Expert Citation: According to relationship expert Dr. Harriet Lerner, author of ‘The Dance of Anger,’ ‘When we try to change other people, we fail. When we change ourselves, we change the relationship.’ This situation clearly illustrates a breakdown in boundaries where the brother (OP) is reacting to behaviors he cannot control (the sister’s actions and the parents’ endorsement) by attempting to control his participation.
The core issue here revolves around unresolved family enmeshment and the defense of personal values versus group conformity. The parents exhibit classic enabling behavior by quickly accepting the sister’s new fiancé, effectively dismissing the fallout from the previous marriage and the OP’s valid concerns about the timeline and circumstances. The OP’s reaction—initially refusing to be a groomsman and subsequently opting out of the holiday—is a severe boundary enforcement mechanism, likely fueled by accumulated resentment over years of the parents excusing the sister’s poor conduct.
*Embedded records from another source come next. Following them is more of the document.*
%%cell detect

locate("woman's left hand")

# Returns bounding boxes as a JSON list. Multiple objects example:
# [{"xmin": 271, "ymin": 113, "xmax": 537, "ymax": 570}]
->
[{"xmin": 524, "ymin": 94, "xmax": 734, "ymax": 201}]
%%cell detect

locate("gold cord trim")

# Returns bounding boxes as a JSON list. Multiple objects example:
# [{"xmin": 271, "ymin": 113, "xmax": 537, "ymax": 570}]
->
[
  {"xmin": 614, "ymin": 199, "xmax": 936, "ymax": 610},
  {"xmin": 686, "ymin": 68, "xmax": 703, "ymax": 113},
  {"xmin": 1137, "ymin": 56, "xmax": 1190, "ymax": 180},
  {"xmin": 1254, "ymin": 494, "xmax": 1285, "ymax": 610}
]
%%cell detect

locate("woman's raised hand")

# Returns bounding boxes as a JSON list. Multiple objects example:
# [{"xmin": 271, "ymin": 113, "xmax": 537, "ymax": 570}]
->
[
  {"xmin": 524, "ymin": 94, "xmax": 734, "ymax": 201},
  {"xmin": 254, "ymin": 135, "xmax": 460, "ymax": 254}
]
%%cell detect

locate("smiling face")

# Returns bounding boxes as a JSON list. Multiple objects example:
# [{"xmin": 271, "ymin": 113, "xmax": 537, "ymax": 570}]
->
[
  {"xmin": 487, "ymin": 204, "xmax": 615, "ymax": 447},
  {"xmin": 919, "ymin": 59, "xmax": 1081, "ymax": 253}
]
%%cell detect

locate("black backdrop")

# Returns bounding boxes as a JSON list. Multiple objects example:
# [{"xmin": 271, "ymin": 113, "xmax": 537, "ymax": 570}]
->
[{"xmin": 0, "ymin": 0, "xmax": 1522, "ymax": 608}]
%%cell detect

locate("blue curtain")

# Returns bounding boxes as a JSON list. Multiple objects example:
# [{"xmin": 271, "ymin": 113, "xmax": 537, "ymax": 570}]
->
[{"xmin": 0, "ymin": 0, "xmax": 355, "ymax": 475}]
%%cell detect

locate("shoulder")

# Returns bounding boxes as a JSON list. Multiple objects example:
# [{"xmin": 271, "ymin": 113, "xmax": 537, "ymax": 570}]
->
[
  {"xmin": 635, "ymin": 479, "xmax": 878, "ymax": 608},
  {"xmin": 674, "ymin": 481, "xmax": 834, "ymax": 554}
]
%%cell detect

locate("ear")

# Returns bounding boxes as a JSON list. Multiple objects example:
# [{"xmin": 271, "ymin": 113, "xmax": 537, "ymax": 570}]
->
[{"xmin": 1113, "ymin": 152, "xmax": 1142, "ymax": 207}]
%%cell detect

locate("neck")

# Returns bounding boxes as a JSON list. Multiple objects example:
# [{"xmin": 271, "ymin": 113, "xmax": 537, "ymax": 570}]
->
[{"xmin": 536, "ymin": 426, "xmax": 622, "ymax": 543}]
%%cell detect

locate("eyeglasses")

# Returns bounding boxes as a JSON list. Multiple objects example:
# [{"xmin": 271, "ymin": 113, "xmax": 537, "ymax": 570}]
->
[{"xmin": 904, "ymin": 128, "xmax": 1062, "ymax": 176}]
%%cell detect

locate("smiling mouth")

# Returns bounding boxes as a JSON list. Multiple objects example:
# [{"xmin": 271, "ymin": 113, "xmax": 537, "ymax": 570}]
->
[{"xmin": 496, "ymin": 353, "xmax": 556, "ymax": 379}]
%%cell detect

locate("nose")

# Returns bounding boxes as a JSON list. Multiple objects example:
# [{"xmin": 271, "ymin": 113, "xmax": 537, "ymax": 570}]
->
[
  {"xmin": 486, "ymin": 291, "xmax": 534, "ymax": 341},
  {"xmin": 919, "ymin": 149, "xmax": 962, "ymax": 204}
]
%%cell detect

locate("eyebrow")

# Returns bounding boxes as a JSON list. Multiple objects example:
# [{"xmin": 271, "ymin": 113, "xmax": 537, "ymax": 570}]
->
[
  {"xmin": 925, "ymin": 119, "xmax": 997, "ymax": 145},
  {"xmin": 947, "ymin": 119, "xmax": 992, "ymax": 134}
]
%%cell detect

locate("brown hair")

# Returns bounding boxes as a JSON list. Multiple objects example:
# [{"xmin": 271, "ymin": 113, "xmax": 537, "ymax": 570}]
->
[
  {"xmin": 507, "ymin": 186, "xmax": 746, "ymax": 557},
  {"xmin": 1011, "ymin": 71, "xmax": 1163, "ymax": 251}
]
Financially, the OP’s stance about the cost of attending is a tangible expression of his emotional protest. His challenge to his father—offering to attend only if expenses are covered—was a pointed way to highlight the perceived hypocrisy: the parents support the sister’s expensive second wedding but refuse to support the son’s justified absence. While declining attendance is his prerogative, the intensity of the conflict suggests a future need for clearer, earlier communication about boundaries, rather than reactive ultimatums. The OP needs to establish boundaries about future participation, regardless of immediate financial reimbursement.
REDDIT USERS WERE STUNNED – YOU WON’T BELIEVE SOME OF THESE REACTIONS.
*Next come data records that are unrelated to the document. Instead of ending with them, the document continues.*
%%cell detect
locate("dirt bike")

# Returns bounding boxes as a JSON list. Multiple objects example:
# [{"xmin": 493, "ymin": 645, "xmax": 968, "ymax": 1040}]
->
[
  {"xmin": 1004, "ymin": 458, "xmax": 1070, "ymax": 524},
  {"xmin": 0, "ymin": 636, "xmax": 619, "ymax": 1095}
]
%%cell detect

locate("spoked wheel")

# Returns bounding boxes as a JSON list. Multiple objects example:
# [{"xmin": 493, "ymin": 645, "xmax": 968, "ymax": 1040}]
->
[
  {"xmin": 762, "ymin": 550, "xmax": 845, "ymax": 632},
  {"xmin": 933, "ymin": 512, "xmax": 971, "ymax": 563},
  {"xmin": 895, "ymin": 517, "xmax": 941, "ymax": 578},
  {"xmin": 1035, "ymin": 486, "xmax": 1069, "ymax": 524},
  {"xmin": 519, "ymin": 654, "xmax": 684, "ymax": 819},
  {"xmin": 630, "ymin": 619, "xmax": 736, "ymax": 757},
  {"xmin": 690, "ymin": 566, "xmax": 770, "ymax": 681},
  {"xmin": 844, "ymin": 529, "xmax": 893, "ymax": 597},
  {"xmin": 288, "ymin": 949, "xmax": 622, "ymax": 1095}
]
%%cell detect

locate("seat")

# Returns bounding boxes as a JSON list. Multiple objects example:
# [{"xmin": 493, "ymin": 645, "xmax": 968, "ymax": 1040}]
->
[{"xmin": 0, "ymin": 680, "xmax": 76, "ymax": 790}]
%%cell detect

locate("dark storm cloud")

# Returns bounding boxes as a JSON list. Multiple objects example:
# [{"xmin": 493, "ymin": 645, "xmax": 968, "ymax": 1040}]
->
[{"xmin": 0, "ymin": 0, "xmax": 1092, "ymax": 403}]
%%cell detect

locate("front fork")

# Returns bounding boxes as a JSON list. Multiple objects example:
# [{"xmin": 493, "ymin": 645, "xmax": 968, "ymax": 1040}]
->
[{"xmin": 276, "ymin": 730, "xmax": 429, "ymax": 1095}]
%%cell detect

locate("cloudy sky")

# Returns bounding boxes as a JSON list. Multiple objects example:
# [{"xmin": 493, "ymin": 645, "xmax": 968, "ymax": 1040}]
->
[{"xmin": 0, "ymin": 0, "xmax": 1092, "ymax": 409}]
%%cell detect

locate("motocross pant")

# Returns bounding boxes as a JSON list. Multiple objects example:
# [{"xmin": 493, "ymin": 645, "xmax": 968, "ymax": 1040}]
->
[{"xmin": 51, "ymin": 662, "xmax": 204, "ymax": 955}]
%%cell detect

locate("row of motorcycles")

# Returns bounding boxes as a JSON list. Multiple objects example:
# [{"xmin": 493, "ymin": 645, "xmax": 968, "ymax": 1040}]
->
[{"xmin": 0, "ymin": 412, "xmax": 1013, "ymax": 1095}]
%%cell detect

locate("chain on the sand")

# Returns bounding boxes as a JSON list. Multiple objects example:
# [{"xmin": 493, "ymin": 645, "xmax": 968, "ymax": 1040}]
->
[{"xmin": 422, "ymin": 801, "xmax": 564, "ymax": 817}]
I wonder what they’ll say when she’s onto her third marriage.


“….And I hope you don’t cheat on your new husband like you did the last one and may your affair partners dick fall off” etc. NTA


Let them ask. It’s remarkably easy to answer, would take about four seconds. NTA
The individual is dealing with intense family conflict stemming from disapproval of his sister’s rapid remarriage following a divorce caused by her infidelity. He has taken a firm stance by declining to attend the wedding or the traditional family holiday gathering, prioritizing his personal boundaries and financial considerations over familial expectation.
When the need to choose between supporting the sister’s new marriage or maintaining personal integrity clashes with parental expectations, where does one draw the line between familial obligation and self-respect regarding morally questionable events?